In 1873 he became professor of surgery at the Paris medical faculty and surgeon at Hôtel-Dieu de Paris. He was awarded the Légion d'honneur in 1870, and promoted to the rank of Officier in 1882. He was elected member of the Académie Nationale de Médecine in 1876; he became its president in 1893 but died later in the same year.

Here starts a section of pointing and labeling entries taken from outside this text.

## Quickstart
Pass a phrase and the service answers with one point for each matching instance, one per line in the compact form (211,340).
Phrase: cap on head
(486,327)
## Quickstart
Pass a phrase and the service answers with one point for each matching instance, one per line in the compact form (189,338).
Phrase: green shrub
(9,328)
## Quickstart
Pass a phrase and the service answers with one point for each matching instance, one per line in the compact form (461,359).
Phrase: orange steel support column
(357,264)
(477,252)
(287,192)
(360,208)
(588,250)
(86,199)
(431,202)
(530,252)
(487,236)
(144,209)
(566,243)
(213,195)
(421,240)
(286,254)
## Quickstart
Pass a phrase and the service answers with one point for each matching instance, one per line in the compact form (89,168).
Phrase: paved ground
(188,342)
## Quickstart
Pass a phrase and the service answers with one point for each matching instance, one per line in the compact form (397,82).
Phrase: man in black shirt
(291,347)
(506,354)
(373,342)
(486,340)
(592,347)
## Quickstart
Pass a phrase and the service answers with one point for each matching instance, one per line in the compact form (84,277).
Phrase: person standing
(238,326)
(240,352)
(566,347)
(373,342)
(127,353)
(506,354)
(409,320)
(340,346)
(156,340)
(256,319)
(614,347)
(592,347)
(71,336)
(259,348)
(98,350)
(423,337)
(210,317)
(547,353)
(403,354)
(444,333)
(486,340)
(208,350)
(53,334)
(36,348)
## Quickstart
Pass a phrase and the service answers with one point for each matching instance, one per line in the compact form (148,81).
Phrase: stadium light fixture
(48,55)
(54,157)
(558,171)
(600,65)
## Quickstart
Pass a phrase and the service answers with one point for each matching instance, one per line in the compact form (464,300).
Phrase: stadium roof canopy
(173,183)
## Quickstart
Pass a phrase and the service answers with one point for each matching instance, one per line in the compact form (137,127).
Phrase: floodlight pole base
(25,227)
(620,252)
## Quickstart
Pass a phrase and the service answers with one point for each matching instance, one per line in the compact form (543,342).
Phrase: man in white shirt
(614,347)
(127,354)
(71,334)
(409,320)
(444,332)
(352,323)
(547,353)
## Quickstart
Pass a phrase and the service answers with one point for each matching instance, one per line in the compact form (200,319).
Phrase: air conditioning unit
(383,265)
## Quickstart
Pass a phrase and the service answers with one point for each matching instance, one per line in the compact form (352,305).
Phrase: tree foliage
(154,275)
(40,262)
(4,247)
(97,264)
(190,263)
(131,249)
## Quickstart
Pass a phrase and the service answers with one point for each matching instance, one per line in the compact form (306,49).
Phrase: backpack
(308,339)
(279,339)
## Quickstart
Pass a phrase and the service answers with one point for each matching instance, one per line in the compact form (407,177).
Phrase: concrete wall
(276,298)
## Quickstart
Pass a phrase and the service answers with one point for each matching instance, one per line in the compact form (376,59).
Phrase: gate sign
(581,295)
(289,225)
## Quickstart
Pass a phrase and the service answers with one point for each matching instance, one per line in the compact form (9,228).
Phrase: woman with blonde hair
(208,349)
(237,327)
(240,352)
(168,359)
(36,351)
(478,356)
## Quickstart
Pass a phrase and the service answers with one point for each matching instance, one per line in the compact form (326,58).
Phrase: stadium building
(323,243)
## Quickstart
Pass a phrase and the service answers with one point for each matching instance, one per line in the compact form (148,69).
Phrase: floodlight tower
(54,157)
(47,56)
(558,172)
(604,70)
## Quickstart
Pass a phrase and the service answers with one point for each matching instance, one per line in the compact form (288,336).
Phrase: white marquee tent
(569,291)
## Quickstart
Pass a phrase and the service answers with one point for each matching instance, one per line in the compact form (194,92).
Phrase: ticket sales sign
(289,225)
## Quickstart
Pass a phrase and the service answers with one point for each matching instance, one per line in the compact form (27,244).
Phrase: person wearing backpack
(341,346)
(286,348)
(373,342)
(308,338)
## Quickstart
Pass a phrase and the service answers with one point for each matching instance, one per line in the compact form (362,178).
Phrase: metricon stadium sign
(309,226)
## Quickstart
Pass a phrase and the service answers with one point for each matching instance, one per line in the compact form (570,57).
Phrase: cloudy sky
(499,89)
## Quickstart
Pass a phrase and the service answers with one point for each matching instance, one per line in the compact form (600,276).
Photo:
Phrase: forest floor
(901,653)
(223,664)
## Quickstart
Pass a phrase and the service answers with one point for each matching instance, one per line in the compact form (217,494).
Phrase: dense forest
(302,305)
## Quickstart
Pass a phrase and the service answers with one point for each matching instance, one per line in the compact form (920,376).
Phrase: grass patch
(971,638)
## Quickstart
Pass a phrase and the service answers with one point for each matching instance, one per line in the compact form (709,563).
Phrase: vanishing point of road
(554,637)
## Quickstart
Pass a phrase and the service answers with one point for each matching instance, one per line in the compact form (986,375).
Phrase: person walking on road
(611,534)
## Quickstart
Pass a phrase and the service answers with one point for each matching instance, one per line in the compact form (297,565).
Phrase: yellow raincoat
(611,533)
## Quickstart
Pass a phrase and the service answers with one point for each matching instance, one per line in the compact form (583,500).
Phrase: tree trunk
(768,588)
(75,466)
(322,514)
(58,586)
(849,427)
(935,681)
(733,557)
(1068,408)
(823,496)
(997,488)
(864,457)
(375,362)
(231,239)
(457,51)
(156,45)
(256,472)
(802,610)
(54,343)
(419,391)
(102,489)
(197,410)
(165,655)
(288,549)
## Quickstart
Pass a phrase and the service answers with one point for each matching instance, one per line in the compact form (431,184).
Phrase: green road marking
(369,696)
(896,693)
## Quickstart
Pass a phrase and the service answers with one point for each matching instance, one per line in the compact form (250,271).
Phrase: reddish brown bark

Léon Le Fort was the uncle and godfather of French army surgeon René Le Fort, and the son-in-law of Joseph-François Malgaigne.

== Legacy ==
Le Fort's work covered a broad spectrum of surgery, orthopaedic surgery, gynaecology, pregnancy and military surgery. He published articles on resection of the knee and hip, uterine prolapse and its treatment, and pregnancy. He discovered communication between bronchial and pulmonary vessels, and was a proponent of asepsis in hospitals in France and England before bacteriology was established.

A number of Le Fort's descriptions and inventions still bear his name:
- Le Fort's fracture of the ankle – vertical fracture of the distal fibula with avulsion of the lateral malleolus.
- Le Fort's amputation – osteoplastic amputation of the foot, removing part of the os calcis.
- Le Fort's operation – operation for uterine prolapse.
- Le Fort's sound – curved sound used to treat urethral strictures in male patients.